Il a négocié un accord l’année dernière qui, bien que n’ayant pas mis fin à la guerre, servait les intérêts économiques et de réputation de l’Arabie saoudite, des Émirats arabes unis et du Qatar. Il a d’ailleurs qualifié la bande de Gaza de « propriété de bord de mer de grande valeur ».
En février, il a tenté une médiation pour un cessez-le-feu impliquant des contacts avec des financiers russes, sans progrès. Actuellement, il participe actuellement aux négociations sur le conflit avec l’Iran alors que son principal investisseur, le prince héritier saoudien, fait pression pour une poursuite et une escalade de cette guerre.
Contrairement à ses engagements de 2024, il a continué à lever des capitaux auprès des monarchies du Golfe durant ses fonctions, portant ses actifs sous gestion à environ 6,16 milliards de dollars en mars 2026. Difficile dans ces conditions de mener des négociations en toute impartialité.
La lettre souligne l’incompatibilité entre les fonctions diplomatiques publiques de Kushner et ses activités privées de recherche de profits. Alors qu’il participe à des négociations officielles au Moyen-Orient (notamment sur les conflits en Iran et à Gaza), il continue de solliciter et de gérer des milliards de dollars provenant des monarchies du Golfe. 99% des actifs gérés par sa firme (soit environ 6,10 milliards de dollars) proviendraient de ressortissants étrangers.
Jamie Raskin rappelle que Kushner avait promis, au début du second mandat de Donald Trump, de rester en dehors du gouvernement et de ne pas lever de capitaux pour Affinity pendant que son beau-père serait au pouvoir.
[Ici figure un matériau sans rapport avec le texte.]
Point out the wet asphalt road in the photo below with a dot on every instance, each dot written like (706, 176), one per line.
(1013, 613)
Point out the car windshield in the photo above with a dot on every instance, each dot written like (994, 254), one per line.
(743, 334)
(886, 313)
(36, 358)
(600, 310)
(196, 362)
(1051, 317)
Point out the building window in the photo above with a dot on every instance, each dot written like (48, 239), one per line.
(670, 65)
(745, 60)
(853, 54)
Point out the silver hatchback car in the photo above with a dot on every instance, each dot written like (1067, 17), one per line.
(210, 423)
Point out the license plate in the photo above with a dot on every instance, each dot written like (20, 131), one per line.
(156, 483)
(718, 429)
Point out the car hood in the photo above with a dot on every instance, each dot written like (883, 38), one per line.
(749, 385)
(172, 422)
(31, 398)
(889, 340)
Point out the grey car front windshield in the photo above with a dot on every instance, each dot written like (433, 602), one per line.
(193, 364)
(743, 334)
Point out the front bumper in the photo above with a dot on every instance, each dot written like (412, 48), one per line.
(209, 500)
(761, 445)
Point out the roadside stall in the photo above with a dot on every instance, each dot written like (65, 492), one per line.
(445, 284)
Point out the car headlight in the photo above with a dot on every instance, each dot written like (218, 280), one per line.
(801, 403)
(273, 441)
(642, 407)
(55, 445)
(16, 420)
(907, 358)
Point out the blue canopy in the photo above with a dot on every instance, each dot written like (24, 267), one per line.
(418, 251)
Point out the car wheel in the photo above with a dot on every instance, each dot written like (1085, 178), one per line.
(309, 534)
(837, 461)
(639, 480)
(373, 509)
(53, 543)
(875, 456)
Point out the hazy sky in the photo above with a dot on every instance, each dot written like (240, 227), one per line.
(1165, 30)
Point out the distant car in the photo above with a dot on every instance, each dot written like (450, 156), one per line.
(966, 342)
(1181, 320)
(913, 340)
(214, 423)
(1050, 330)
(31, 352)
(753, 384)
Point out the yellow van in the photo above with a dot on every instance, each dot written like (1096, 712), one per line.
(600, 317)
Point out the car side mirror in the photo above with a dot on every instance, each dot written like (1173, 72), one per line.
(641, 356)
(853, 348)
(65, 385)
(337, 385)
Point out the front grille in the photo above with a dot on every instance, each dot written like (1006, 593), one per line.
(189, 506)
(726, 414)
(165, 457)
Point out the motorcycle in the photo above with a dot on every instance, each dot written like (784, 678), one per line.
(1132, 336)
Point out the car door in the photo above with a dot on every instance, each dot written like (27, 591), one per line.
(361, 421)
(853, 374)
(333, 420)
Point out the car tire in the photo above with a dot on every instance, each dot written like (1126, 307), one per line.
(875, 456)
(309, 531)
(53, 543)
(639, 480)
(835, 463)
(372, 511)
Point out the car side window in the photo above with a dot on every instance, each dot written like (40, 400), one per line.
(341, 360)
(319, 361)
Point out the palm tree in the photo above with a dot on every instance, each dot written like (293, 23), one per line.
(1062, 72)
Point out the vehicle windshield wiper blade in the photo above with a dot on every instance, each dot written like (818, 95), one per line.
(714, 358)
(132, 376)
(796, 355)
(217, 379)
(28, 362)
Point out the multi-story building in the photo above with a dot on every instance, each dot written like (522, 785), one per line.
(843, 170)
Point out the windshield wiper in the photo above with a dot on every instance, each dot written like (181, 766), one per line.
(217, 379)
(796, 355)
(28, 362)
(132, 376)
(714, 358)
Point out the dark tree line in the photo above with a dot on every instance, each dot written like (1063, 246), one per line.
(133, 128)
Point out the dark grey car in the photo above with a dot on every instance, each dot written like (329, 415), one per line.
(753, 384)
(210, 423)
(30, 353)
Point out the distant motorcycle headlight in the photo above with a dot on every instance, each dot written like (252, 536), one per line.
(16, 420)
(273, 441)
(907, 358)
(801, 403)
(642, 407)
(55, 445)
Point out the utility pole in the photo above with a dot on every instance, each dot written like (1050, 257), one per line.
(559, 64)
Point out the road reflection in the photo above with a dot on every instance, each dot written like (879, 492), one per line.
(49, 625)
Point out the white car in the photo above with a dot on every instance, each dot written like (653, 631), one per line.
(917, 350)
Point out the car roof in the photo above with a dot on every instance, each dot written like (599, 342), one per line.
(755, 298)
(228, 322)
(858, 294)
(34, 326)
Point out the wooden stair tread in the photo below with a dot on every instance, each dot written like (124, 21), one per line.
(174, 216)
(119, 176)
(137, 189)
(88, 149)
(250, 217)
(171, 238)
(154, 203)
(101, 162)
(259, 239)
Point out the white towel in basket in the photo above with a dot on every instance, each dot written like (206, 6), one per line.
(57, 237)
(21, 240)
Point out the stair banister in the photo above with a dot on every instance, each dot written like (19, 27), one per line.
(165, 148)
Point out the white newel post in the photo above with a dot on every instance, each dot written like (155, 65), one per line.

Selon la lettre, ces deux promesses ont été rompues.
Le document pointe une divergence flagrante d’intérêts :
Le Prince héritier Mohammed ben Salmane, qui n’est pas un paragon de démocratie, est le plus gros investisseur d’Affinity, lui conférant un levier financier considérable sur le « diplomate ».
La lettre indique que les Saoudiens poussent à l’escalade de la guerre en Iran pour leurs intérêts stratégiques, alors que le peuple américain souhaite minimiser les pertes humaines et financières.
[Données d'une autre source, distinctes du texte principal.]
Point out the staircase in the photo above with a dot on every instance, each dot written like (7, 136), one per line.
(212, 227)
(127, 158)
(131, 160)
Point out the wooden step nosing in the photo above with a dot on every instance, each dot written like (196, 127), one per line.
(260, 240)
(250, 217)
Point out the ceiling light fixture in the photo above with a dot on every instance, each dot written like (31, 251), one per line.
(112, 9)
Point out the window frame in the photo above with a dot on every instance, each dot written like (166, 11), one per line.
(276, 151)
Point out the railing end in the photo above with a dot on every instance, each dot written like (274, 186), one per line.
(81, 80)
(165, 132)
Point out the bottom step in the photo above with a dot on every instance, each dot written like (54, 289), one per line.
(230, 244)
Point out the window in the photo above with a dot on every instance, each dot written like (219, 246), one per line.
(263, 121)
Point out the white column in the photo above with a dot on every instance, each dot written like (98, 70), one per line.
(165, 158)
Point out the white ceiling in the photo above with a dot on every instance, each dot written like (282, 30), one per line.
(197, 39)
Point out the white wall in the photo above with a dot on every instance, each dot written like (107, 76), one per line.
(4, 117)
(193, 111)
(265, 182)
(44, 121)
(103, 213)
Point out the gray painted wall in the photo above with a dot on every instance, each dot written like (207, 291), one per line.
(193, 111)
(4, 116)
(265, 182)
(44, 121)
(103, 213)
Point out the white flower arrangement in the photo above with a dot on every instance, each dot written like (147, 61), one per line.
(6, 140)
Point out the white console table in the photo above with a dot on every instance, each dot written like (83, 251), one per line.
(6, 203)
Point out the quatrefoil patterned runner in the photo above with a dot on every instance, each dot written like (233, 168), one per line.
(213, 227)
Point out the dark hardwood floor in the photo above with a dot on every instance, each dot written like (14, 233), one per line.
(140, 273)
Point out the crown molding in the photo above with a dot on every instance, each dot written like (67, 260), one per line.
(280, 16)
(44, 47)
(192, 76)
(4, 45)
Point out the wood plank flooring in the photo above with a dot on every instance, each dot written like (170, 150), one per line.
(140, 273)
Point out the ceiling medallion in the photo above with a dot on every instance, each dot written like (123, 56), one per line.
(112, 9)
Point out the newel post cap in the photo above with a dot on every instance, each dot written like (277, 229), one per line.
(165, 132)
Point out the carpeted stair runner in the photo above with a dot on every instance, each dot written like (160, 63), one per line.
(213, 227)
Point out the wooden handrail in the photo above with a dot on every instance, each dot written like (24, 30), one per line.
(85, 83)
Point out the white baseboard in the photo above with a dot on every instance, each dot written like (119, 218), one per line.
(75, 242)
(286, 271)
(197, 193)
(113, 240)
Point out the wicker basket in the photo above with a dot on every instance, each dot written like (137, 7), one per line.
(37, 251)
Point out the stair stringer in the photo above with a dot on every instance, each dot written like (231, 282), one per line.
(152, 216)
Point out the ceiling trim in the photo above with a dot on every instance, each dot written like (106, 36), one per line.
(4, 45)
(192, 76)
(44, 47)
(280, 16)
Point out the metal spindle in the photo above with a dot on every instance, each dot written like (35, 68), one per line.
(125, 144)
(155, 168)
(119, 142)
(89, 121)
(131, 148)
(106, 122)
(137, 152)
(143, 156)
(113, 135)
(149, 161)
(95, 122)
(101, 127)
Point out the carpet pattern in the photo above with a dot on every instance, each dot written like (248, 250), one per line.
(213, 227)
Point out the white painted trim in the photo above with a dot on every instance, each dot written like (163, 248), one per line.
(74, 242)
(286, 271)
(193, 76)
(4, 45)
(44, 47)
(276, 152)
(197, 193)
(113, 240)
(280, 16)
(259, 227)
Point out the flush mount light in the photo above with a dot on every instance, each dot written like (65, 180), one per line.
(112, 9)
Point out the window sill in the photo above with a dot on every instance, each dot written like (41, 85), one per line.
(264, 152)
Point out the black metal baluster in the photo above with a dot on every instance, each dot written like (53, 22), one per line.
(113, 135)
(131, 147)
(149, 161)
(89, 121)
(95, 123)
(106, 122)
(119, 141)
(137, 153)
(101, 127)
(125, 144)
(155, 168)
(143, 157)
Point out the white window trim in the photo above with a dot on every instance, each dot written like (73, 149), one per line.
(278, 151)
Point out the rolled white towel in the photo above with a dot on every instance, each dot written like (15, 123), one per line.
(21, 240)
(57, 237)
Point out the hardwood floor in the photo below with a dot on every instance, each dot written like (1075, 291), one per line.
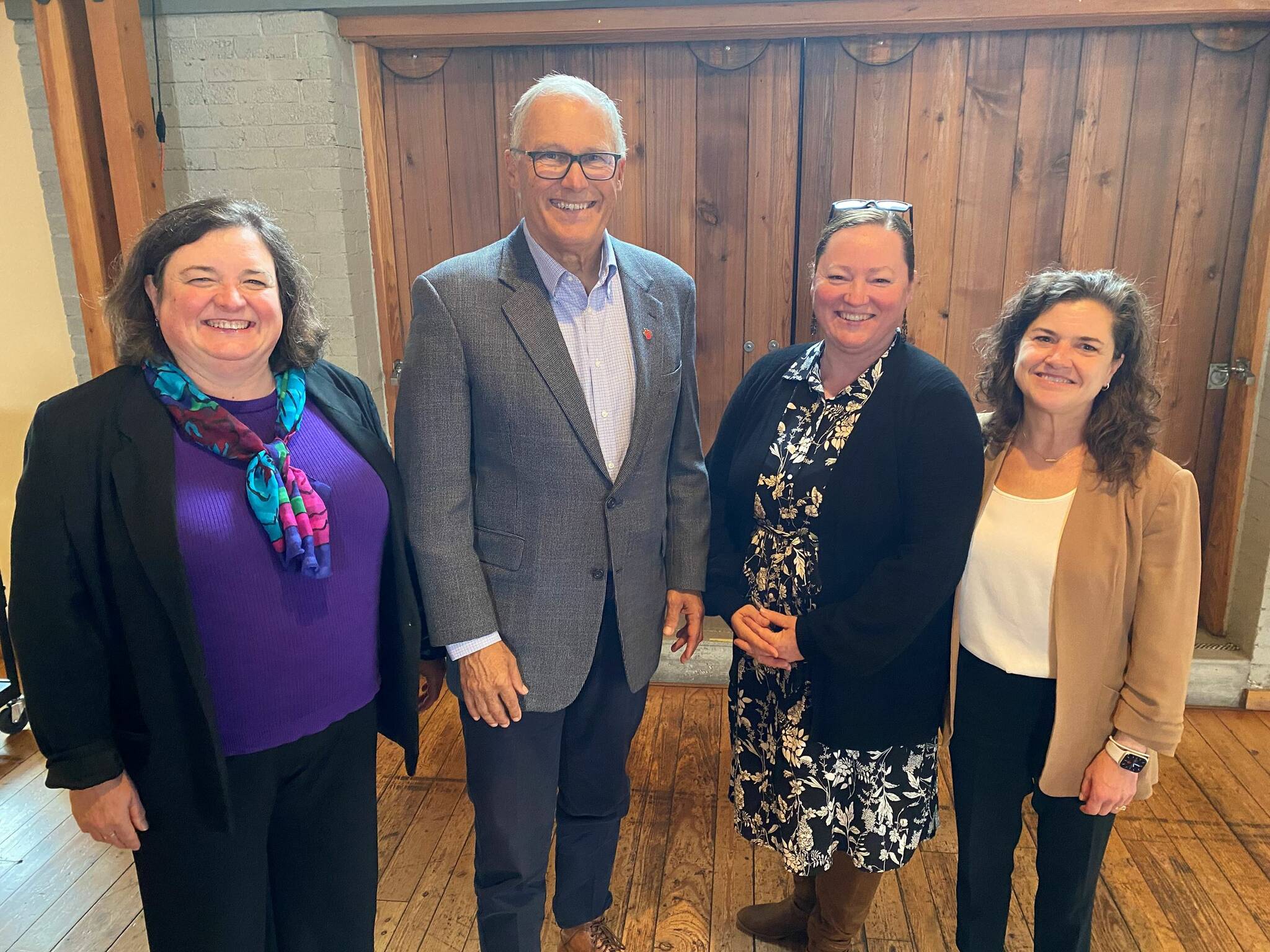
(1188, 870)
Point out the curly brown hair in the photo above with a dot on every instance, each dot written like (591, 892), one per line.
(131, 315)
(1121, 433)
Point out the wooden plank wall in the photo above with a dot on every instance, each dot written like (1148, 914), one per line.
(716, 196)
(1133, 148)
(1018, 150)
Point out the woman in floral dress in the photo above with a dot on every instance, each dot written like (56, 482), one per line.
(845, 483)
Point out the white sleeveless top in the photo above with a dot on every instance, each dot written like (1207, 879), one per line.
(1005, 607)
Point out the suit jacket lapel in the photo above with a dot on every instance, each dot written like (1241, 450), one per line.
(144, 471)
(643, 312)
(528, 310)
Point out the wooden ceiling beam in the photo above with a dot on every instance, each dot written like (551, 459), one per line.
(775, 20)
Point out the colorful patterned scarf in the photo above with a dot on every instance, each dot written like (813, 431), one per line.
(290, 509)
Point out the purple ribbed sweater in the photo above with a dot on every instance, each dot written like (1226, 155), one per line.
(286, 655)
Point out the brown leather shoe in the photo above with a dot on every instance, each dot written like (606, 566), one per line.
(776, 922)
(843, 894)
(590, 937)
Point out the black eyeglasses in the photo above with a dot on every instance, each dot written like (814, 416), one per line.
(886, 205)
(597, 167)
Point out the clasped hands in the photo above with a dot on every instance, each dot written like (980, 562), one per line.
(768, 637)
(491, 678)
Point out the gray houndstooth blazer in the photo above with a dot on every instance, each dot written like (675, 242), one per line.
(513, 519)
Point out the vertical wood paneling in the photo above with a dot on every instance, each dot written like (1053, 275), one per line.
(671, 152)
(425, 165)
(882, 130)
(1198, 254)
(571, 60)
(1042, 154)
(828, 138)
(723, 159)
(516, 69)
(471, 145)
(1232, 278)
(773, 191)
(1109, 60)
(620, 73)
(1153, 161)
(934, 157)
(397, 190)
(992, 97)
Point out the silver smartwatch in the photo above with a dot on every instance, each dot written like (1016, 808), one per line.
(1130, 760)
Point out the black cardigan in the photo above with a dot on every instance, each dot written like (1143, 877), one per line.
(100, 614)
(894, 532)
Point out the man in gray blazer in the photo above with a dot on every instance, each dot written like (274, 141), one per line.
(548, 433)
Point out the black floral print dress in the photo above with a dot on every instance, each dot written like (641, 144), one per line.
(791, 794)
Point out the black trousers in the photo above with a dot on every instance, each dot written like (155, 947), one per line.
(998, 746)
(299, 871)
(568, 767)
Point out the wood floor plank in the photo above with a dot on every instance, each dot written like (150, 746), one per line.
(411, 858)
(456, 913)
(1254, 733)
(424, 904)
(1235, 756)
(1139, 906)
(107, 919)
(683, 910)
(60, 915)
(36, 828)
(134, 938)
(388, 915)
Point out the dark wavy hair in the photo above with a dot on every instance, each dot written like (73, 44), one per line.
(1121, 432)
(133, 319)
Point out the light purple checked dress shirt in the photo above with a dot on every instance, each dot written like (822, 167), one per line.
(598, 338)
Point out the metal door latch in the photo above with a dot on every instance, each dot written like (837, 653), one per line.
(1220, 374)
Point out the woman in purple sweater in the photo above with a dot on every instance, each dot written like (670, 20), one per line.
(214, 604)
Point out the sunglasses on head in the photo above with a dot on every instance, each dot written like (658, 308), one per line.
(886, 205)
Jamie Raskin demande directement si Jared Kushner représente « 100 % les intérêts de ses partenaires commerciaux » ou « 100 % ceux du peuple américain ».
La lettre évoque un « schéma d’exploitation des liens familiaux ». Elle mentionne que l’investissement initial de 2 milliards de dollars consenti par le fonds souverain saoudien dès 2021 – malgré l’inexpérience de Kushner – pourrait être un paiement pour son soutien passé à la monarchie lorsqu’il était à la Maison-Blanche (notamment sur les ventes d’armes et l’affaire Khashoggi).
L’enquête vise à réformer les lois sur la corruption et les conflits d’intérêts. En conséquence, Jamie Raskin exige la production de 15 types de documents avant le 30 avril 2026, incluant :
– Toutes les communications avec des officiels saoudiens, émiriens, qataris et israéliens depuis 2022 ;
– La liste complète des investisseurs de son fonds et les montants investis ;
– Ses échanges avec la Maison-Blanche et les départements d’État et du Commerce concernant son rôle gouvernemental.
L’intéressé s’exécutera-t-il ? Pas sûr. Déjà son partenaire chez Affinity, Chad Mazelle, qui avait l’objet d’une enquête entre 2022 et 2024 par le Congrès, avait refusé de coopérer. Il occupe actuellement un haut poste au ministère de la Justice.
Si la lettre détaille longuement le népotisme lié au rôle de conseiller de Jared Kushner auprès de son beau-père, elle ne mentionne pas explicitement dans ce texte que son père, Charles Kushner, est ambassadeur en France. Elle se concentre sur les flux financiers entre Affinity Partners et les puissances du Moyen-Orient.